Research

GSPL - Motilal Oswal



Posted On : 2010-09-29 20:16:23( TIMEZONE : IST )

GSPL - Motilal Oswal

GSPL (gas transporter) (GUJS IN, M Cap: US$1.4b, CMP: Rs110, U/R)

- Robust volume growth likely: GSPL expects volume growth of 15-20% over the next 2-3 years if supported by adequate supply. Incremental volumes would come from Petronet LNG's Dahej terminal and KG-D6. However, due to RIL's slow ramp-up from the current 60mmscmd, the company has concerns on near-term volume growth.

- Awaiting network authorization from PNGRB: GSPL has applied for authorization of its network to PNGRB and expects formal authorization in the next few weeks. Post authorization, it will apply for tariff determination. GSPL mentioned that it will apply for a single tariff (which then will be applicable in zonal form) for its entire Gujarat network and maintained the stand that the tariff is unlikely to go below Rs750/mscm. GSPL's average tariff in FY10 was Rs850/mscm.

- To spend Rs5b-7b annually: The company operates a pipeline network of 1,900km currently and expects it to be 2,400km by FY11. It plans to further augment its network length and capacity by spending Rs5b-7b every year.

- New growth avenues: Through its JV with BPCL, HPCL and IOC (52% stake), GSPL has submitted bids for Mallvaram-Bhilwara and Mehsana-Bhatinda pipelines. These bids are likely to be opened in September-October 2010 (indicated by PNGRB as well). The cost of the pipelines would be Rs45b-50b each and it may take three years for commissioning. Other bidders are GAIL and the Adani-Welspun consortium.

- Views on LNG pricing: The company believes that there is demand for 30-40mmscmd of LNG, provided there is visibility on pricing for at least five years. There are enough customers in Gujarat to absorb the gas growth rate of 15-20%. Currently, LNG is available at US$7/mmbtu only on short-term basis, but long-term contracts are at higher prices.

- Triggers: (1) Results of bidding round to be conducted by PNGRB in September-October for two pipelines, (2) Tariff determination and approval of GSPL's existing network.

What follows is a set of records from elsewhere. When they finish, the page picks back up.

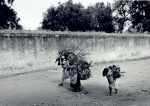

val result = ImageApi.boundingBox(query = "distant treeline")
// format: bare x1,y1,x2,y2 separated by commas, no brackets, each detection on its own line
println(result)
41,0,150,32
0,0,150,33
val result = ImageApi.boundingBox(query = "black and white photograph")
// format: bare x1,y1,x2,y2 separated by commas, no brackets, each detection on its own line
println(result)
0,0,150,106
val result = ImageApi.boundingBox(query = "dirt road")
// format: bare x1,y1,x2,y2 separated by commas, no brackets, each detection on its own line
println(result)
0,59,150,106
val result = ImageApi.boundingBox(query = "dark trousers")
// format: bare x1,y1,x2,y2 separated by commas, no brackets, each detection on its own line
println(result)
70,73,81,91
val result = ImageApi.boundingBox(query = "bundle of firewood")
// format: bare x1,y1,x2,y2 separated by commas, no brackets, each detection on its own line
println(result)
56,50,91,80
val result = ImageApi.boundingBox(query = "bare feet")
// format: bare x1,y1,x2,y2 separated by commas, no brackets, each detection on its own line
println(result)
58,83,63,86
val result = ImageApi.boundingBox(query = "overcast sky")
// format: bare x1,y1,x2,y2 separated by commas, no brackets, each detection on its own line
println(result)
13,0,113,30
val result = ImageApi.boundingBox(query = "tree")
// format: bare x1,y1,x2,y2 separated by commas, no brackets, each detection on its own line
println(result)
42,0,85,31
113,0,132,32
42,0,114,32
94,2,114,33
0,0,22,29
130,0,150,32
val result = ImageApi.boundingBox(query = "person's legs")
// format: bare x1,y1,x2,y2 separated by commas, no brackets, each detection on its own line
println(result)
59,69,68,86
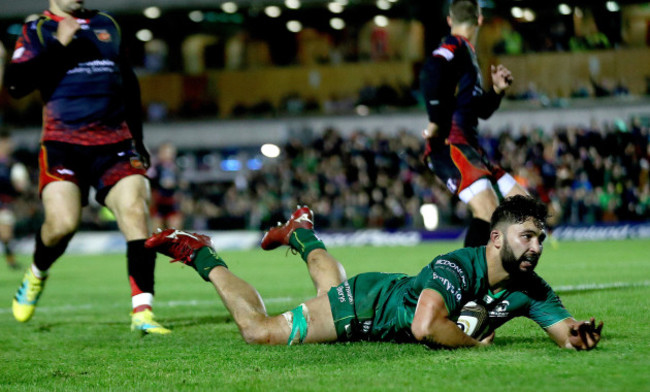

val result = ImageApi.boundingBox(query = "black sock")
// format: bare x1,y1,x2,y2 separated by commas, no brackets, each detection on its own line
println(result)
34,230,74,272
2,241,14,256
465,218,490,247
126,240,156,296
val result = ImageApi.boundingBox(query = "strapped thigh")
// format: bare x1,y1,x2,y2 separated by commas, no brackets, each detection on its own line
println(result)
282,303,309,346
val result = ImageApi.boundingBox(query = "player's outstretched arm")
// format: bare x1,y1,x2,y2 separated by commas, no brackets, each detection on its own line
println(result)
546,317,603,351
411,289,494,348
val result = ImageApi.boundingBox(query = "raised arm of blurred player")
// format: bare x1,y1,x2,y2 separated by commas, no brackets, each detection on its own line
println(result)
546,317,603,350
411,289,494,348
420,48,458,139
120,50,151,168
5,18,80,99
475,64,513,120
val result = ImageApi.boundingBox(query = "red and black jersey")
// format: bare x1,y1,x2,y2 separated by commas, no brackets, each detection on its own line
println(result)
5,11,142,145
420,35,501,143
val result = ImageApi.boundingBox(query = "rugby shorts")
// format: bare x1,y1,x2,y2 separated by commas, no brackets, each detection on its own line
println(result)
38,140,146,206
424,127,515,203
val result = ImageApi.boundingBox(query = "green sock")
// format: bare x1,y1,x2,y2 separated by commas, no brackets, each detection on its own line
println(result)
289,229,326,262
193,246,228,282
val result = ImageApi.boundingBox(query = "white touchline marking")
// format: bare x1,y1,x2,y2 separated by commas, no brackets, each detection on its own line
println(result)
0,280,650,314
553,280,650,293
0,297,298,314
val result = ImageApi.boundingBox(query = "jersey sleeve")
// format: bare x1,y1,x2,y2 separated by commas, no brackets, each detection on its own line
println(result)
527,279,571,328
420,36,462,128
418,254,469,317
475,87,503,120
4,19,66,98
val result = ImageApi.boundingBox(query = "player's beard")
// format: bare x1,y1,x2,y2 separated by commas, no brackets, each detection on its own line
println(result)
501,239,539,277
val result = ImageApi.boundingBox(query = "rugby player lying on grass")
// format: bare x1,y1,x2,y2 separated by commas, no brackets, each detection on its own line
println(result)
146,196,603,350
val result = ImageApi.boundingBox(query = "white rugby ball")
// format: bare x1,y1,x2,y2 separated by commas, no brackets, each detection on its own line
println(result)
456,301,492,340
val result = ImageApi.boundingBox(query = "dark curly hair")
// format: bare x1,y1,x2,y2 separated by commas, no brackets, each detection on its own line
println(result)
490,195,548,229
449,0,481,25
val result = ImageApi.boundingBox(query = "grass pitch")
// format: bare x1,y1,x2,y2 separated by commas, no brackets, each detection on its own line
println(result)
0,237,650,392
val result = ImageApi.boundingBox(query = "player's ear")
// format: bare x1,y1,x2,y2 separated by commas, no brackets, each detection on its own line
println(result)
490,229,503,249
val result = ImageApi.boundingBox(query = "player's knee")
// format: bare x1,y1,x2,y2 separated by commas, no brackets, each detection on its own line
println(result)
42,216,79,239
241,325,277,344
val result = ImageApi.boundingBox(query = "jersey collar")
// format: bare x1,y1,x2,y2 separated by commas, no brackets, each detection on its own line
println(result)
454,35,476,51
43,10,90,24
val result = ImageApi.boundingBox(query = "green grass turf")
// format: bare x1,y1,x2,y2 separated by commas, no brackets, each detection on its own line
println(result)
0,237,650,392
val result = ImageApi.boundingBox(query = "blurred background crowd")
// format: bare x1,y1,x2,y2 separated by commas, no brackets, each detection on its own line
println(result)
0,0,650,239
5,113,650,233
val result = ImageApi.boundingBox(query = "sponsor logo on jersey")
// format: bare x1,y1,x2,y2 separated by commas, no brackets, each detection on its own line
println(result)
447,178,458,193
11,46,25,60
436,259,467,286
93,29,111,42
130,157,144,169
433,272,463,301
336,280,354,305
56,169,74,176
490,300,510,317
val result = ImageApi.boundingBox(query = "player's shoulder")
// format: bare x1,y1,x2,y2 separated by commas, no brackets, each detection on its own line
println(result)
513,272,554,301
432,35,465,61
431,248,479,271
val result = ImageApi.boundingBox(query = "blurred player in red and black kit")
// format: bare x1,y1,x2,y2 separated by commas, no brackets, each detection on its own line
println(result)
147,142,183,228
0,131,30,269
420,0,527,247
5,0,170,334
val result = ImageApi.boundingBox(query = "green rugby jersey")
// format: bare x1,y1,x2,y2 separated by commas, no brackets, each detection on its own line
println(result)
329,246,570,342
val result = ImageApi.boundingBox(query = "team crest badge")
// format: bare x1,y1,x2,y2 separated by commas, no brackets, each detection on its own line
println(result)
95,30,111,42
130,157,144,169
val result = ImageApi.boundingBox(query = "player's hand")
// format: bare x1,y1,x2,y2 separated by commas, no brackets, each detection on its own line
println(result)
422,122,438,139
569,317,603,350
133,141,151,169
479,331,496,346
56,16,81,46
490,64,513,94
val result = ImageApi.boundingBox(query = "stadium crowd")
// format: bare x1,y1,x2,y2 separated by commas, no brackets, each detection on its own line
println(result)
178,116,650,230
5,115,650,235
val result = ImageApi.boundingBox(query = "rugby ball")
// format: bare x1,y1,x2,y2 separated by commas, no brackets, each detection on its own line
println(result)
456,301,492,340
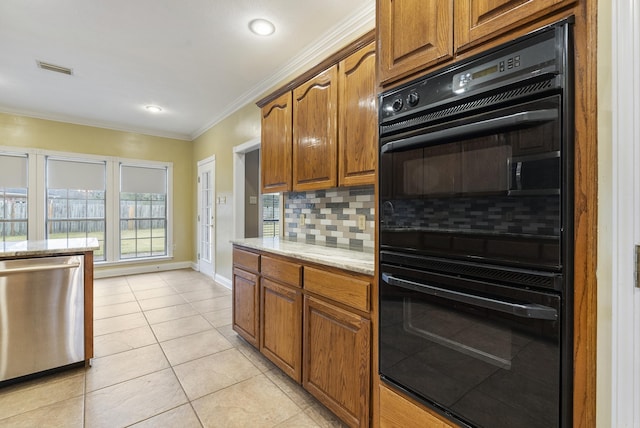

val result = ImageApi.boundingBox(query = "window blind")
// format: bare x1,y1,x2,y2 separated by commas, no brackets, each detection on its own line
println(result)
47,158,105,190
120,165,167,194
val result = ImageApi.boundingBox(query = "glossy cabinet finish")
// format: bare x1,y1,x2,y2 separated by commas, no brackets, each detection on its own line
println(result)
232,248,260,347
233,268,259,347
260,92,293,193
293,65,338,191
454,0,576,52
338,43,378,186
302,296,371,427
304,267,371,312
379,384,457,428
260,255,302,383
260,278,302,383
376,0,578,85
376,0,457,83
233,246,374,427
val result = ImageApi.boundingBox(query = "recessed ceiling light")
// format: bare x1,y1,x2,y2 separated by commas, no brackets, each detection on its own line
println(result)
145,106,162,113
249,19,276,36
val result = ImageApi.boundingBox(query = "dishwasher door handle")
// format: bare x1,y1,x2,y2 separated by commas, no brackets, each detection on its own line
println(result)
0,263,80,276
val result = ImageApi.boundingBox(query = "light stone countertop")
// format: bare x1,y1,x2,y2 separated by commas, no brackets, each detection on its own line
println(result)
0,238,100,259
231,237,375,275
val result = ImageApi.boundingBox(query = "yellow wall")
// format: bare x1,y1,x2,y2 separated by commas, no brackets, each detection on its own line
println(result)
0,113,195,274
192,103,260,280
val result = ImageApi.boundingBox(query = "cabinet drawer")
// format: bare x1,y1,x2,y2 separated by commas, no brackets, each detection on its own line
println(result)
304,267,371,312
260,256,302,287
233,248,260,272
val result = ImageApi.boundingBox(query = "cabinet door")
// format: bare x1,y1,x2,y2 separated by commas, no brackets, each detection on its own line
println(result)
454,0,576,52
260,278,302,383
260,92,293,193
338,43,378,186
302,296,371,427
293,65,338,191
233,268,260,348
376,0,457,83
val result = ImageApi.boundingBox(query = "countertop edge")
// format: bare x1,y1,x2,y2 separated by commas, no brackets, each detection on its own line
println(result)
231,238,375,276
0,238,100,259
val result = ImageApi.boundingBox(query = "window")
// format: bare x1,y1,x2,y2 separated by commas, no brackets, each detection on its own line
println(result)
119,164,167,259
262,193,280,236
0,146,173,264
46,157,106,261
0,154,29,242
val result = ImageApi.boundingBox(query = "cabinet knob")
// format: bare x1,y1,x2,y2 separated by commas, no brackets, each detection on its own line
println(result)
391,98,403,111
407,92,420,107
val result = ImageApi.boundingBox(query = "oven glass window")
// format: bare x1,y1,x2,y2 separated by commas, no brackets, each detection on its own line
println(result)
379,97,562,266
380,270,560,428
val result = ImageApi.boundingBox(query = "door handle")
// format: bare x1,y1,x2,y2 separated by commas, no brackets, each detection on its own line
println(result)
380,109,559,153
382,273,558,320
0,263,80,276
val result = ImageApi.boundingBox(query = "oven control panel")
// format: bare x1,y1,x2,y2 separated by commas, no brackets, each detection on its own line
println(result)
379,22,564,125
451,35,556,94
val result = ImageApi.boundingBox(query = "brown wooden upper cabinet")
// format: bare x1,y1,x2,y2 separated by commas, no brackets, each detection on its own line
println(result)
376,0,577,84
338,43,378,186
376,0,453,83
454,0,576,52
260,91,293,193
293,65,338,191
258,31,378,193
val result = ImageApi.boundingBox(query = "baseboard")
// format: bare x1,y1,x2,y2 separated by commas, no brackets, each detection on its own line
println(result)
93,262,193,278
214,273,232,290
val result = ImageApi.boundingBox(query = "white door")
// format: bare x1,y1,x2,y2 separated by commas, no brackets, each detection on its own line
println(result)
612,0,640,428
197,156,216,278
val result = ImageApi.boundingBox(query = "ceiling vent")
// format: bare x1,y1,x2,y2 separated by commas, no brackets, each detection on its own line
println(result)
37,61,73,76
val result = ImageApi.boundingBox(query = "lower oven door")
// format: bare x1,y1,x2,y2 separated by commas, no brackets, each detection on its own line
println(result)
379,264,563,428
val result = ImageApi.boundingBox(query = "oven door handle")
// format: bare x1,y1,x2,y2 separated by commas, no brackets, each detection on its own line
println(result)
380,109,559,153
382,273,558,320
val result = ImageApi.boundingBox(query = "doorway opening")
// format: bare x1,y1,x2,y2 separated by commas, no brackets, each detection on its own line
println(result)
197,156,216,278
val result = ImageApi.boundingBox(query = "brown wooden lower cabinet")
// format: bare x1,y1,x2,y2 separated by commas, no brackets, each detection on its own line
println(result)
233,247,373,427
302,296,371,427
260,278,302,383
379,383,457,428
233,268,260,348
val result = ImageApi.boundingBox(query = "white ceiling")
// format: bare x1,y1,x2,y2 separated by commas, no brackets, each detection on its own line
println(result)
0,0,375,140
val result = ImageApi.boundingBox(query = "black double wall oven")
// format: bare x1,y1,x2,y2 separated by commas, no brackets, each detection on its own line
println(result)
378,21,573,428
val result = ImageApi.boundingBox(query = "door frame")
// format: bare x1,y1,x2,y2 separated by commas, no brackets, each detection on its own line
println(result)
196,155,217,278
598,0,640,427
233,138,262,239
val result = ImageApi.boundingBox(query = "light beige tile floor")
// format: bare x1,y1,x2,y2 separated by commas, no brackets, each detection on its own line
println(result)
0,270,343,428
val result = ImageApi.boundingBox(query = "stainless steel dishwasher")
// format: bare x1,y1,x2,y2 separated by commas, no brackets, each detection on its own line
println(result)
0,255,85,382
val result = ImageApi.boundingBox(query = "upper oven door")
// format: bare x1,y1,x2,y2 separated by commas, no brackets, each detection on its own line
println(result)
379,95,563,268
380,95,561,198
379,264,566,428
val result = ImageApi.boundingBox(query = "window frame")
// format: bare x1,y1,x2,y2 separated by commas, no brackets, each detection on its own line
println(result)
0,146,174,266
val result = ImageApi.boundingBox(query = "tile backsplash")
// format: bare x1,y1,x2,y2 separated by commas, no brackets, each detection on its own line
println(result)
284,186,375,251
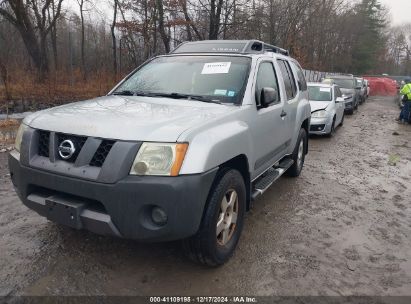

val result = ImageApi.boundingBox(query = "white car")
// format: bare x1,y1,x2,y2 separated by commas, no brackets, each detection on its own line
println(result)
308,83,345,136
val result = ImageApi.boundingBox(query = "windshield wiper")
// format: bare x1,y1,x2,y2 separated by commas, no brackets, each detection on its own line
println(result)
147,93,223,104
113,90,135,96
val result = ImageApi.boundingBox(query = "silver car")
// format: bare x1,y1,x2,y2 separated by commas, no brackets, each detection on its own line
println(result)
9,40,311,266
308,83,345,136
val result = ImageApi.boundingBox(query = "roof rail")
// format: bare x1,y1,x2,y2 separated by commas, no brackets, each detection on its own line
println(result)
325,72,354,77
171,40,289,56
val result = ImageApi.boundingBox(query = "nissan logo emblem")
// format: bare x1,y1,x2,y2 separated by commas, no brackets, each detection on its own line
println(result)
59,139,76,159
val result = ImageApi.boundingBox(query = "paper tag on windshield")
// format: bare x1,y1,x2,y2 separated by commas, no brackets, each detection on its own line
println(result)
201,62,231,75
320,88,331,93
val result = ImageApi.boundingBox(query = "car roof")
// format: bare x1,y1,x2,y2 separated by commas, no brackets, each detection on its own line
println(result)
171,40,289,56
325,75,354,79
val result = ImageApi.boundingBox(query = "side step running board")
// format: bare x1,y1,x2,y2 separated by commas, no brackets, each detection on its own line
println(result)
251,158,294,200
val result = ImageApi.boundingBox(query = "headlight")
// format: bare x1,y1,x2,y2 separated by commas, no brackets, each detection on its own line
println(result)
130,143,188,176
311,110,327,118
14,124,28,152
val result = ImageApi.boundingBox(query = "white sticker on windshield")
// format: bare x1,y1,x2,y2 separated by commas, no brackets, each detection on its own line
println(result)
201,62,231,75
214,90,227,96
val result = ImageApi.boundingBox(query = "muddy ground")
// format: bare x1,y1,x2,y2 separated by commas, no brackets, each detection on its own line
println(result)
0,98,411,296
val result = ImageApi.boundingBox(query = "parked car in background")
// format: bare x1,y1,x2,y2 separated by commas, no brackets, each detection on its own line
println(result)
364,79,370,98
355,77,367,104
308,83,345,136
9,40,311,266
322,75,359,114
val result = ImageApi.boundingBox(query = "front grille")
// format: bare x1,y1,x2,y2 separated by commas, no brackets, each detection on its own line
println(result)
38,131,50,157
90,140,115,167
310,125,325,132
57,133,87,163
38,130,116,168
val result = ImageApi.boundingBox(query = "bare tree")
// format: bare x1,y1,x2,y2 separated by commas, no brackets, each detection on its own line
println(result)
0,0,63,81
110,0,118,79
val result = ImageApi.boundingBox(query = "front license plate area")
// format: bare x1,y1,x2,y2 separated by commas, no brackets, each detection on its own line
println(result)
46,198,84,229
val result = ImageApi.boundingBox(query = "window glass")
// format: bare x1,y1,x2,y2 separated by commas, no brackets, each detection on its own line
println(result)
116,56,251,104
308,86,332,101
256,62,280,104
278,60,297,100
291,61,307,91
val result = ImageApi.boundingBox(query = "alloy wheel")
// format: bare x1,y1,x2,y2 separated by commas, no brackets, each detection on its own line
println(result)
216,189,238,246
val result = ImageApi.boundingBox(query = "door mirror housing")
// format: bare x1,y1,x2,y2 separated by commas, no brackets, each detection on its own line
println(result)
260,87,278,108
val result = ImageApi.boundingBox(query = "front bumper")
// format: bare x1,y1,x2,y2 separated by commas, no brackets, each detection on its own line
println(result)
310,117,332,135
9,152,217,241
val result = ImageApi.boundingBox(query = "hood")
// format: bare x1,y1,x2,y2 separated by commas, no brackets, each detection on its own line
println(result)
310,100,330,113
24,96,238,142
340,88,355,95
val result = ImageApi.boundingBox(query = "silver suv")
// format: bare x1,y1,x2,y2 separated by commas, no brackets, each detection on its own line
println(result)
9,41,311,265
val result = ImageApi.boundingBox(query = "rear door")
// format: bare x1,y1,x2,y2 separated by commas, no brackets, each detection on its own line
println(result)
334,86,345,124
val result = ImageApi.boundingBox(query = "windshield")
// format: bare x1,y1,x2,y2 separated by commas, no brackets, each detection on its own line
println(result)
333,78,354,89
113,56,251,104
308,86,332,101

Valuation and view: We build gas volumes of 39/44mmscmd in FY11/FY12 as against current volumes of 39mmscmd. Though the management is guiding a tariff of Rs750/mscm, our calculations indicate a significant decline in the tariff. We believe that tariff is likely to fall to at least Rs650/mscm. Assuming a lower tariff of Rs650/mscm, our SOTP-based price target would stand at Rs90, indicating 20% downside from the current price.